To find the time it took for the streetcar to complete the trip, we need to break down and analyze the different phases of its motion.
Phase 1: Acceleration
The streetcar accelerates for 10.0 s at a rate of 1.0 m/s^2. To determine the final velocity, we can use the equation:
vf = vi + at
Where:
vf = final velocity
vi = initial velocity
a = acceleration
t = time
Since the streetcar starts from rest, the initial velocity is 0 m/s. Plugging in the given values:
vf = 0 + (1.0 m/s^2)(10.0 s)
vf = 10.0 m/s
Phase 2: Constant Speed
The streetcar maintains a constant speed between the two stations. To find the time taken for this phase, we can divide the distance traveled by the constant speed:
Distance = 0.59 km = 590 m
Constant Speed = 10.0 m/s
Time = Distance / Speed
Time = 590 m / 10.0 m/s
Time = 59.0 s
Phase 3: Deceleration
The streetcar decelerates at a rate of 2.0 m/s^2 to come to a stop near the second station.
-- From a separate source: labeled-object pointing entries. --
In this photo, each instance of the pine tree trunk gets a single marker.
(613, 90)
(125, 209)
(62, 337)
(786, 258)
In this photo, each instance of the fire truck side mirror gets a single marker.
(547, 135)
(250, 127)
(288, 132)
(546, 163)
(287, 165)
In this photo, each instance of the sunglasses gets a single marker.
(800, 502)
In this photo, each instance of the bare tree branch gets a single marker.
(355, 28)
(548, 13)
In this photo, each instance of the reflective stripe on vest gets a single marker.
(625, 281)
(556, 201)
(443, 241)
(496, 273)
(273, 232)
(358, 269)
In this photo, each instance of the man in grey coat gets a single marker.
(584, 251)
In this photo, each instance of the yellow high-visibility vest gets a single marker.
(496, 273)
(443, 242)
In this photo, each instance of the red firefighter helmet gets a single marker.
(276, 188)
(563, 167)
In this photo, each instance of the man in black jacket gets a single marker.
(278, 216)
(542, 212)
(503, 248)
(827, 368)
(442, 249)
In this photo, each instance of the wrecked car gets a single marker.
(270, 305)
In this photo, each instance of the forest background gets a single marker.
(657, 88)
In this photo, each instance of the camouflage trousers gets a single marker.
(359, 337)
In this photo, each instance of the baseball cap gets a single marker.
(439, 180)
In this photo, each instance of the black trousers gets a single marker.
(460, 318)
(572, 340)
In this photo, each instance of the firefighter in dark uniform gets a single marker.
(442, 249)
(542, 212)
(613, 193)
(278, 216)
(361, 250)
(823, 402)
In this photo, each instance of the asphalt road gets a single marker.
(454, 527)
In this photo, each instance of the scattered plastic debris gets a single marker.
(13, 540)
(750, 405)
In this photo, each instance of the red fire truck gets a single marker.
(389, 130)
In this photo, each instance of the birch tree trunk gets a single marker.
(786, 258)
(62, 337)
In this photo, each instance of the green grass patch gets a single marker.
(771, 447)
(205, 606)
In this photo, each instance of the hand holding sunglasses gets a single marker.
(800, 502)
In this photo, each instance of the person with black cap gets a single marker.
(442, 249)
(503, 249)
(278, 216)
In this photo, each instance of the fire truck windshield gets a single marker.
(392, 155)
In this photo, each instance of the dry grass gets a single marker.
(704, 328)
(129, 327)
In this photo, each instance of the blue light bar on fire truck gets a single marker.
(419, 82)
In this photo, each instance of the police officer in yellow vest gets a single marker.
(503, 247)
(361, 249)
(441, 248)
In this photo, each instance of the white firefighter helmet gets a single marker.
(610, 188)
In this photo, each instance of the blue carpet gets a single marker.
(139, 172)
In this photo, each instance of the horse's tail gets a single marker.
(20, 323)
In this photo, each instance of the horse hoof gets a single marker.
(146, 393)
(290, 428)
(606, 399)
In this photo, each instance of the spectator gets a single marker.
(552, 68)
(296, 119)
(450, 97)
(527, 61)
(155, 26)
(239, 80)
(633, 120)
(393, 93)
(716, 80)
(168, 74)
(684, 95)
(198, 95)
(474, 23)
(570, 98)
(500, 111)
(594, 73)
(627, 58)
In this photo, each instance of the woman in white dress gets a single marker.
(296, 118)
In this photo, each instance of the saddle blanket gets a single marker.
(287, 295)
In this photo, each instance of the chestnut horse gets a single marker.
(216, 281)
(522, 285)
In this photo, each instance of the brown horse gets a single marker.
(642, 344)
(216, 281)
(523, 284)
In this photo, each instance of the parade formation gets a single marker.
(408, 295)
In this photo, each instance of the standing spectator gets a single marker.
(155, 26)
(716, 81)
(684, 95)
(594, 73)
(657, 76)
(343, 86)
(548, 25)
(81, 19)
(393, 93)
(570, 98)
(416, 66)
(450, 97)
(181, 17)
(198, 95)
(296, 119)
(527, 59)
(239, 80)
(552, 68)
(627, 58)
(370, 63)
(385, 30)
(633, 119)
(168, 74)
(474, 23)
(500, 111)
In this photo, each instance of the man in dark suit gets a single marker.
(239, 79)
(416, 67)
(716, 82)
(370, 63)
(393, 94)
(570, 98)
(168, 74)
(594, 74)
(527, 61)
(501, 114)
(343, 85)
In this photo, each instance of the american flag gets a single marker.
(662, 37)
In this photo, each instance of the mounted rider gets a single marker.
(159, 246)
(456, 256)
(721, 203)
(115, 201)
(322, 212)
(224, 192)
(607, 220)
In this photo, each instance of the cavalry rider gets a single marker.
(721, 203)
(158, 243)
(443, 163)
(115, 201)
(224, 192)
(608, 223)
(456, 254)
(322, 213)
Using the equation for final velocity:
vf = vi + at
The final velocity is 0 m/s (as it comes to a stop). Again, the initial velocity is the constant speed from Phase 2, which is 10.0 m/s. Solving for time:
0 = 10.0 m/s + (-2.0 m/s^2) * t
-10.0 m/s = -2.0 m/s^2 * t
t = -10.0 m/s / -2.0 m/s^2
t = 5.0 s
Total Time = Time for Phase 1 + Time for Phase 2 + Time for Phase 3
Total Time = 10.0 s + 59.0 s + 5.0 s
Total Time = 74.0 s
Therefore, the trip took 74.0 seconds.